O maior destaque deste início da temporada 2015/16 no futebol europeu teve sua carreira transformada por um vulcão.

Em 2010, quando ainda defendia o Lech Poznan, do seu país-natal, o atacante Robert Lewandowski, então com 21 anos, esteve prestes a assinar com o Blackburn para disputar a Premier League inglesa.

O negócio, avaliado em 4 milhões de libras (R$ 23,3 milhões, na cotação atual), só não saiu porque a natureza não permitiu.

Convidado a assistir a uma partida entre Blackburn e Everton antes de assinar contrato e sacramentar a transferência, Lewandowski arrumou as malas para a Inglaterra, mas não pôde viajar devido à erupção do Eyjafjallajokull.

O vulcão, localizado na Islândia, espalhou cinzas por boa parte do continente europeu e atrapalhou o tráfego aéreo na região. Na época, o Barcelona teve de viajar de ônibus à Itália para enfrentar a Inter de Milão, na semifinal da Liga dos Campeões da Europa.

Lewandwoski comemora um dos seus três gols contra o Dínamo Zagreb, pela Liga dos Campeões

Lewandwoski comemora um dos seus três gols contra o Dínamo Zagreb, pela Liga dos Campeões

No caso de Lewandowski, o Eyjafjallajokull fez a transferência para o Blackburn melar.

Sem poder pegar um avião para a Inglaterra, o centroavante recebeu uma proposta do Borussia Dortmund e gostou da ideia de jogar na Alemanha.

A partir daí, a carreira de Lewandowski decolou. O jogador foi duas vezes campeão da Bundesliga e vice europeu pelo Dortmund, transferiu-se para o Bayern de Munique e conquistou mais um título alemão.

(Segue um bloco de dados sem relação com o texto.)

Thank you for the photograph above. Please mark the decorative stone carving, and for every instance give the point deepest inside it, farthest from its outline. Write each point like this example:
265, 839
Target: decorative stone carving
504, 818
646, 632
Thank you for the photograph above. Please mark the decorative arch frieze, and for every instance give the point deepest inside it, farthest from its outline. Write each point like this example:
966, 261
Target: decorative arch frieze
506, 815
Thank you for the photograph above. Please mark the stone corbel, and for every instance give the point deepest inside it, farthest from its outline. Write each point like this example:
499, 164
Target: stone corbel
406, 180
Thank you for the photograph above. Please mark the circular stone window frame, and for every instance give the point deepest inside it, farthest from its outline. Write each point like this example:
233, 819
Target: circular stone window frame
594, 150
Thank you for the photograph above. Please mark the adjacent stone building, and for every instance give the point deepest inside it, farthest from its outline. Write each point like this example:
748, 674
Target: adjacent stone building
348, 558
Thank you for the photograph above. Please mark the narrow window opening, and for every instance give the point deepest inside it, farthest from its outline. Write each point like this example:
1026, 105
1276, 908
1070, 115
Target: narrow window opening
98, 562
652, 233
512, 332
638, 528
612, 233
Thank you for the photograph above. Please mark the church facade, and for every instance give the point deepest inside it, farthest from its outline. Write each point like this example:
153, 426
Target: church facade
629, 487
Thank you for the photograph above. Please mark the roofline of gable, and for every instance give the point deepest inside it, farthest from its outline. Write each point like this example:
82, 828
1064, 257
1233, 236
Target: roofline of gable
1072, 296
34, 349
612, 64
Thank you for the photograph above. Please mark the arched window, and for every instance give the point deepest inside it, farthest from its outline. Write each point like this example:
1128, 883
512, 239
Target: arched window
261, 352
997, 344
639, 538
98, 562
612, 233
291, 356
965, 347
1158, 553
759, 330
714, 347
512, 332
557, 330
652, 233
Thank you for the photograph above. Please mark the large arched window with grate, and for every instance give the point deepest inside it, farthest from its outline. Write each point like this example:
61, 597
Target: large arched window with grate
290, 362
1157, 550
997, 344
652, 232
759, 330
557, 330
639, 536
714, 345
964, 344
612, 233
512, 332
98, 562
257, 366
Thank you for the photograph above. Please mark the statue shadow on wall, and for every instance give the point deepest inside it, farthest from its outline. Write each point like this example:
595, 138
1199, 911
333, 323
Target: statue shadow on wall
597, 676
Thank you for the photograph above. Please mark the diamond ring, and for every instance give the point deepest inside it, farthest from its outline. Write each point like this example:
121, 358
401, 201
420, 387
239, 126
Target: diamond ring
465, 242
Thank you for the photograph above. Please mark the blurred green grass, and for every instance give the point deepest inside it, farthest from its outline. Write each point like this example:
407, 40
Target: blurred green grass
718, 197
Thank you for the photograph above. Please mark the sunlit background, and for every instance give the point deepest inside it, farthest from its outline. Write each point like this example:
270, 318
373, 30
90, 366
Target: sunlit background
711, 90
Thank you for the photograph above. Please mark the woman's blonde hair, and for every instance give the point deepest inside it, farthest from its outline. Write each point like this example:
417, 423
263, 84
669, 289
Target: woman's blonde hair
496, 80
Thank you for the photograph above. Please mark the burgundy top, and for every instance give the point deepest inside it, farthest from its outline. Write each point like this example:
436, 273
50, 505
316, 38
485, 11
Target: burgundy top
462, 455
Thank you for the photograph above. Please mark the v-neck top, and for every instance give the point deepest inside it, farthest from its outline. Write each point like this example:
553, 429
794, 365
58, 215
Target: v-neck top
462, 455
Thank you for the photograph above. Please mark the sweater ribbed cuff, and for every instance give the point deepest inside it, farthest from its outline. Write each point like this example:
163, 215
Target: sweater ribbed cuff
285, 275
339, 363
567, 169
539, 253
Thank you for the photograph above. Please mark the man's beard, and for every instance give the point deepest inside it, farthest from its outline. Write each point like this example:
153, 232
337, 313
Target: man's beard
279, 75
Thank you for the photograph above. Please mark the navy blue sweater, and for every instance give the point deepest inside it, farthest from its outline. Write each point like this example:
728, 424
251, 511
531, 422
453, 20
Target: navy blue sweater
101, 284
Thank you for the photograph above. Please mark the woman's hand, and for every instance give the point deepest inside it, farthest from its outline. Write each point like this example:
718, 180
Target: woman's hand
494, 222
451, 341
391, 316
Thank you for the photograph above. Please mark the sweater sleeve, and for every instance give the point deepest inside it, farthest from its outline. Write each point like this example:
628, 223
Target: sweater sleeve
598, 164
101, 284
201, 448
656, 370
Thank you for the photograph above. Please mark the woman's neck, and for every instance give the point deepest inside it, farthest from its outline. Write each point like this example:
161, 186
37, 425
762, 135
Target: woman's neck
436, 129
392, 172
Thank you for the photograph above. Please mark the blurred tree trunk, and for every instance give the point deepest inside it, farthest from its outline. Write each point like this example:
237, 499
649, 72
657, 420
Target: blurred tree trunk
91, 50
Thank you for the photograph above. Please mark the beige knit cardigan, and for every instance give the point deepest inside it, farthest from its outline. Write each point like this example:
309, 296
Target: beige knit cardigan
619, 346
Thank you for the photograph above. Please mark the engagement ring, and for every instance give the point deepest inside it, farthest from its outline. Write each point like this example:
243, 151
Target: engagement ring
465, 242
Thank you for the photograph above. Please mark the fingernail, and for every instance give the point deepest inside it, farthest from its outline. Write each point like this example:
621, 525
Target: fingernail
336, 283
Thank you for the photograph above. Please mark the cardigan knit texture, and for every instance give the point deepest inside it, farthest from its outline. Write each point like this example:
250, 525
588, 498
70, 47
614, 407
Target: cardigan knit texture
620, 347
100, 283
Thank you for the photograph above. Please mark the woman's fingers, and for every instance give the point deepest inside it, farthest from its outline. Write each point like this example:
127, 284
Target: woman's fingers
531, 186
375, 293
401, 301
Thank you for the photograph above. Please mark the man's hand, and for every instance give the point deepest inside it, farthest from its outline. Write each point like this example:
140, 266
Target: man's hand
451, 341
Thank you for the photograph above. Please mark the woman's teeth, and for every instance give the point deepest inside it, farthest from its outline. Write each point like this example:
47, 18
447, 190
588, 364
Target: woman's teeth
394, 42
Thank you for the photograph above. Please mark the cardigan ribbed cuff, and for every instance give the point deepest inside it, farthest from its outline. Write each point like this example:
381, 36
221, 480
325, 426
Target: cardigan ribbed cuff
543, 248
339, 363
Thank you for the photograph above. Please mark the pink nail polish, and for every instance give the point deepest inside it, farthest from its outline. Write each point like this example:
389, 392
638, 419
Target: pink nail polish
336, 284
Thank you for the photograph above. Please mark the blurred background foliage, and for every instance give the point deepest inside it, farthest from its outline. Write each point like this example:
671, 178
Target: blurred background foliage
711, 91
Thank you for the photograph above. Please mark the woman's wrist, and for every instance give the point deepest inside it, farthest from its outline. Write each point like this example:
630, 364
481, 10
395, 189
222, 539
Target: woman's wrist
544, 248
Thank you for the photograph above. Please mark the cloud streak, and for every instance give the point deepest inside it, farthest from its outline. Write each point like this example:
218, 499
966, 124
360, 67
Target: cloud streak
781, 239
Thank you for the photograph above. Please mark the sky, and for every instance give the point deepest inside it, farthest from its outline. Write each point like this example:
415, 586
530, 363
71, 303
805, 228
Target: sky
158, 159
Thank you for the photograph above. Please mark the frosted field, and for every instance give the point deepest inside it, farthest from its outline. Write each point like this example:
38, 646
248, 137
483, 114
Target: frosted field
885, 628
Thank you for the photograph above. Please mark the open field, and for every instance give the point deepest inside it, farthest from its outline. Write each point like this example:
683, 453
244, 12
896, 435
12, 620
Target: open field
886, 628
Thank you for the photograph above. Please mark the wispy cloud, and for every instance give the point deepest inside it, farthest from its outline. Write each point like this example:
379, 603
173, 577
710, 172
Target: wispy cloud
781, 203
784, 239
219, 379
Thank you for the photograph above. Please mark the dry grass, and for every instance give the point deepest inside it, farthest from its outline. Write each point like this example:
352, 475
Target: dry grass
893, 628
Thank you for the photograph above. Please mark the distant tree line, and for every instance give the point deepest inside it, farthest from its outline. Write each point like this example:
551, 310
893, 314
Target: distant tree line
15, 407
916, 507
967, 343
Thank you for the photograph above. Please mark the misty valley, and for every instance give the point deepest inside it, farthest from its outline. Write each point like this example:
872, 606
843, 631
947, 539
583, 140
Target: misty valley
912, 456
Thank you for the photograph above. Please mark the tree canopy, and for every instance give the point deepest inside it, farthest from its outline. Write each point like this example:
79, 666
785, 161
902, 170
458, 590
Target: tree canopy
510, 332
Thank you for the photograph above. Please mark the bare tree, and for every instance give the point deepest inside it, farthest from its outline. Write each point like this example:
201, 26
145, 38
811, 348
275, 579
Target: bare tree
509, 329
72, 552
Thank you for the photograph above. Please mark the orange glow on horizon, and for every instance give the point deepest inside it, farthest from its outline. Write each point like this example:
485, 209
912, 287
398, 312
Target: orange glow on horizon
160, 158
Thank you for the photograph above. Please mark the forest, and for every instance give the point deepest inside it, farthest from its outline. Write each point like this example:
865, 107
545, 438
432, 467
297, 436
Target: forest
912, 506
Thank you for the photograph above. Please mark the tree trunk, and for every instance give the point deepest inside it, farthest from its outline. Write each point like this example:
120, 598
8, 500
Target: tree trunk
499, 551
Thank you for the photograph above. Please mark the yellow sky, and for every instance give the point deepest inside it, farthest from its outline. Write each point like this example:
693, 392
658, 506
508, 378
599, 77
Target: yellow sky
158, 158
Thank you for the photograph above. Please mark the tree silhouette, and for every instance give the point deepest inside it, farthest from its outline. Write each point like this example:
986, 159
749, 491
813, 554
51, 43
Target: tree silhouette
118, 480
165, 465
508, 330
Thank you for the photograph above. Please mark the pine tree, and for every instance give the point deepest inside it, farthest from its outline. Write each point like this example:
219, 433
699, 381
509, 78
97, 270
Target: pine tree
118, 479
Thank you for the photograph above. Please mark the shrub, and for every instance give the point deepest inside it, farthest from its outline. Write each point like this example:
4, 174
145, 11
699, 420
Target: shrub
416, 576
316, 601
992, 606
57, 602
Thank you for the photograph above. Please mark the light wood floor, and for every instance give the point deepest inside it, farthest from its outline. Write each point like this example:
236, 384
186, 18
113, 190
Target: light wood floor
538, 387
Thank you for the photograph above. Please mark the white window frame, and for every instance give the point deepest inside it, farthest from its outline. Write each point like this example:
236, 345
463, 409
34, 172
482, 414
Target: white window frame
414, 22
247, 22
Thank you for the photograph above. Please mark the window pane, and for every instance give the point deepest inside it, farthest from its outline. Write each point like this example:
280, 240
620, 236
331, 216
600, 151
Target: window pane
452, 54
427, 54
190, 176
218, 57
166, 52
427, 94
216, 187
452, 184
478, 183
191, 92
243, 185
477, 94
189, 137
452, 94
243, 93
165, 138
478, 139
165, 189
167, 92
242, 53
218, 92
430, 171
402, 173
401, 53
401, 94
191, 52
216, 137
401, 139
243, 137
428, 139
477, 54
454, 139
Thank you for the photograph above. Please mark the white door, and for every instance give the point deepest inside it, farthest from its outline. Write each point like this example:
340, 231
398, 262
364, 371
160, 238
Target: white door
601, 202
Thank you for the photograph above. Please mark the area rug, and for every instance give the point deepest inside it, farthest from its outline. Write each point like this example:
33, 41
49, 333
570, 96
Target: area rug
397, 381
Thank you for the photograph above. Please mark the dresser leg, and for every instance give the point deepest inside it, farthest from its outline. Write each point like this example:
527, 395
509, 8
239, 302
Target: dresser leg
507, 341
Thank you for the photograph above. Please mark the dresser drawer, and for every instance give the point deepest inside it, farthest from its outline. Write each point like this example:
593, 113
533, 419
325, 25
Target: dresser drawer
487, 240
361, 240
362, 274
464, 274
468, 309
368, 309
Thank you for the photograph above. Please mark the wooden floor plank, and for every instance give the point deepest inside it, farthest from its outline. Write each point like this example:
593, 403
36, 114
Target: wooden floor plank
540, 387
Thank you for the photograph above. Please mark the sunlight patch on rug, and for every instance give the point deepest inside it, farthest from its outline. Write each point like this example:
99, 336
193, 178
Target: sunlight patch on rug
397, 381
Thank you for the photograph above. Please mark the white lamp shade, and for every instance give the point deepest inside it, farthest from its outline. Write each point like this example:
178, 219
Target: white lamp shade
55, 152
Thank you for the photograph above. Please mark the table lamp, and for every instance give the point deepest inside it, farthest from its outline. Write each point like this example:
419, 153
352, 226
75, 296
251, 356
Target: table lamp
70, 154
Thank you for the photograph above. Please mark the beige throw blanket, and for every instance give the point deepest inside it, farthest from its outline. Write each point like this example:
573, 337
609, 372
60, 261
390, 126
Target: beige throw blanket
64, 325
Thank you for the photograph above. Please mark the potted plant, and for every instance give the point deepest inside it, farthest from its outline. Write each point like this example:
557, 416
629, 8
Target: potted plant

Na atual temporada, virou a sensação do futebol europeu ao marcar cinco gols em nove minutos na goleada por 5 a 1 sobre o Wolfsburg, em 22 de setembro.

Com 22 gols em 15 partidas oficiais na temporada, Lewandowski é o artilheiro do Alemão e igualou o recorde de 13 tentos do norte-irlandês David Healy nas eliminatórias da Eurocopa.

Se não fosse o vulcão Eyjafjallajokull, essa história poderia teria sido bem diferente.